✎ 06. Useless

283 52 8
                                    

Jam pulang kisruh akan para murid yang satu persatu mulai keluar dari kelasnya masing-masing. Hyunjin, Jeongin dan Seungmin yang sedang melintasi koridor bersama harus berhenti karena ulah Jisung yang muncul tiba-tiba di depan.

"Nongkrong dulu yuk, anak-anak udah pada nungguin lo tuh di markas." ajak Jisung, tentunya pada Hyunjin.

Dalam hati, Jeongin ingin menarik Hyunjin agar langsung pulang, namun ia terlalu gengsi untuk melakukannya. Apalagi jika ujung-ujungnya bertengkar, bisa-bisa Jeongin yang malu.

Tak usah ditanya lagi apa jawaban Hyunjin, wajah Jeongin berubah masam ketika mengetahuinya.
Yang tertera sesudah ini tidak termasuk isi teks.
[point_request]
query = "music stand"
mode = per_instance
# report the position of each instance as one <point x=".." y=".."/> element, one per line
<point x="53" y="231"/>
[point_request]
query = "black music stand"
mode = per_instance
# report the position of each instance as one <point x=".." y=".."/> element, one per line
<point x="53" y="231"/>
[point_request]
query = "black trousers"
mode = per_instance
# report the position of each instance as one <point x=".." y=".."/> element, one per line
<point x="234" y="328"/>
Lelaki bermata sipit yang jauh lebih tinggi dari Jeongin itu menepuk bahunya, mengisyaratkan izin dari sana sebelum akhirnya pergi dan menghilang bersama Felix dan Jisung.
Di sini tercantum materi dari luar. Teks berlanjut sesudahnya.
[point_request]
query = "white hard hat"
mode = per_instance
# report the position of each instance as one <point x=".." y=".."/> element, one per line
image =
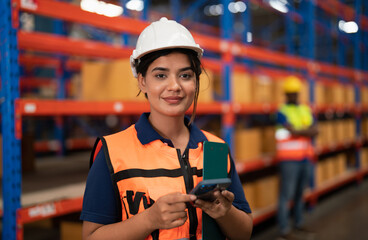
<point x="163" y="34"/>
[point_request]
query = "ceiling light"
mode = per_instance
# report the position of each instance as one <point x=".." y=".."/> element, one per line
<point x="102" y="8"/>
<point x="279" y="5"/>
<point x="136" y="5"/>
<point x="348" y="27"/>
Matanya kini beralih menilik Seungmin, takut kembali ditinggalkan seorang diri lagi seperti hari-hari sebelumnya. Tapi di dalam hatinya, Jeongin menghitung mundur.

"1 .... "

"2."

"Ti .... "

Klingg

Jeongin memejamkan mata, melepas hembusannya dengan kasar. Terdengar giginya bergemelatuk, membuat rahang kokoh itu kian mengeras.

Lagi-lagi suara notif sialan dari ponsel Seungmin terdengar lagi di kupingnya. Sudah familiar bagi Jeongin yang tiap kali merasa hampa setelahnya. Kini, tinggal menunggu satu kalimat lagi menyusul dari mulut Seungmin.

"Gue pergi dulu ya, ada janji sama temen." ucap Seungmin buru-buru.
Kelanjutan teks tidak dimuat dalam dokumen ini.